Mark Shapiro at the Lacoste Gallery

“You work for 25 years at something,” says momentous western Massachusetts studio potter Mark Shapiro, “and if you do it with commitment and an open spirit, your work changes, grows, and deepens.” Even as it continues to consist of functional teapots, cups, and platters, architectural boxes and ovoid sculptural jugs, its finite forms accommodate new configurations, surprising new unities of size, shape, color, and texture.

After establishing yourself at crafts shows and joining the nation’s finest potters, you find your work being invited for solo exhibitions at the Ferrin in Lenox, the AKAR in Iowa City, the Clay Studio in Philadelphia, and, from October 9th – 27th, at the Lacoste Gallery in Concord, Massachusetts. Within weeks of the Lacoste exhibit, your friends and paid apprentices help you unload your wood-burning brick kiln. You stack it—500 pieces from a single firing—on shelves and skids in the studio you built on a rise above your early American saltbox house in the country.

You’ll pack up and ship off to Lucy Lacoste a significant portion of this unloading, 50 pieces or more, and trust her to place the work on pedestals and shelves in the back of her gallery.

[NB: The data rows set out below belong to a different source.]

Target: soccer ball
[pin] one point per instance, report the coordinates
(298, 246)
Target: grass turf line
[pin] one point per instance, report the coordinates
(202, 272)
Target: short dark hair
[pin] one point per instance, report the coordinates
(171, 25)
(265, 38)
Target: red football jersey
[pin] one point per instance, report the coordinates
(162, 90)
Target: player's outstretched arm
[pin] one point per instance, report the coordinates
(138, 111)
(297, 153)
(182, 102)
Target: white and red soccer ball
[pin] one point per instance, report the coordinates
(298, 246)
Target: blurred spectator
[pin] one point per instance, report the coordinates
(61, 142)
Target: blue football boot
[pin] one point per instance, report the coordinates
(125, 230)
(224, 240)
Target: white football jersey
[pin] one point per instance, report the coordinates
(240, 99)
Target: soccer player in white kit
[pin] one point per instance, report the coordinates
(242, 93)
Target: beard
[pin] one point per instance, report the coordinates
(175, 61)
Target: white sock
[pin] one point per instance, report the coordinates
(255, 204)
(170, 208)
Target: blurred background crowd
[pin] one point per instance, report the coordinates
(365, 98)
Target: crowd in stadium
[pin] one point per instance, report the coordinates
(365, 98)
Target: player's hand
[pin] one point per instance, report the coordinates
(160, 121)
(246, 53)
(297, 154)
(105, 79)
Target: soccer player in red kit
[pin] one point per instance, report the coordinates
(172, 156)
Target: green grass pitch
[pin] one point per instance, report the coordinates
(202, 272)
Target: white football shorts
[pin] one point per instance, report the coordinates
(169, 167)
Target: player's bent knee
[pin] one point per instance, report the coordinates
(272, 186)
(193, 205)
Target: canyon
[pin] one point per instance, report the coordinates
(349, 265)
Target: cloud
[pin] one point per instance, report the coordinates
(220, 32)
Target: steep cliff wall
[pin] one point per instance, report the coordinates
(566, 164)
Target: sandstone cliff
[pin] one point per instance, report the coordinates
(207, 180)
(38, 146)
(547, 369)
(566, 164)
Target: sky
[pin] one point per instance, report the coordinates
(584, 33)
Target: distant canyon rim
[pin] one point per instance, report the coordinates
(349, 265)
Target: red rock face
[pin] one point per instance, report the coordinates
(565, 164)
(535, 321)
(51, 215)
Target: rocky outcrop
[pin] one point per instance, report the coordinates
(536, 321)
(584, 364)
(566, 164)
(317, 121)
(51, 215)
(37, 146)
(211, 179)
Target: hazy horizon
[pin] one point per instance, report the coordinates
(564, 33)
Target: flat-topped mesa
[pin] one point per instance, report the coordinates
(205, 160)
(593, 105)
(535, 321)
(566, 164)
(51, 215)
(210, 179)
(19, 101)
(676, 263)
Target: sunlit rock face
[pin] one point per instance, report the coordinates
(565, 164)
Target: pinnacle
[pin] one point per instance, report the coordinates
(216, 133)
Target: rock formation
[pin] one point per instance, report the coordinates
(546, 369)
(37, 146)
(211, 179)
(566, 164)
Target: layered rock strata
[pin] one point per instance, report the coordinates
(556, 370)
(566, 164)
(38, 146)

In the quiet white space, your work will form one aesthetic whole, more than it did when it found itself in group exhibits.

“You go from being someone who makes the stuff and sells it, however you can,” you say if you’re glad to have worked this hard to get here, “to someone who gets to think about the work in groups.” Nearing 50, you enjoy “more opportunity,” you say if you’re Mark Shapiro, “to make pots that speak to one another—that speak about a moment in time,” not from miscellaneous bursts of inspiration but from sustained interest in the “shape-shifting nature of clay” and the sense of contributing to the “compelling records of the human touch on the earth.”

Your exhibit includes teacups with black calligraphic scribbles on their facets; iron and coppery green bowls and platters with black concentric whorls or variegated rings on their bottoms; plump teapots with stout spouts and any number of surface patterns, some with horizontal rows of scribbles and bands, some with alternating vertical stripes; squat boxes with granular, salt-glazed surfaces; solid, irregularly cylindrical vases with an expressive gesture of squiggles on each flattened facet; tall boxes, tapering toward the top, with striped and banded sides; and tall jugs narrow at base and lip and plumped out proportionately in the middle, as if swollen by something living inside them.

At the opening, you talk about the influences—the early American stoneware you’ve been interested in lately, the Asian ceramics traditions you’ve honored all along—and a bit about the technique—the soda ash in your firing, the locally mined materials in your glazing—and then you go back home to western Mass to make more pottery, to see if your work will “continue to reveal additional possibilities and depths” the way it so reliably has thus far.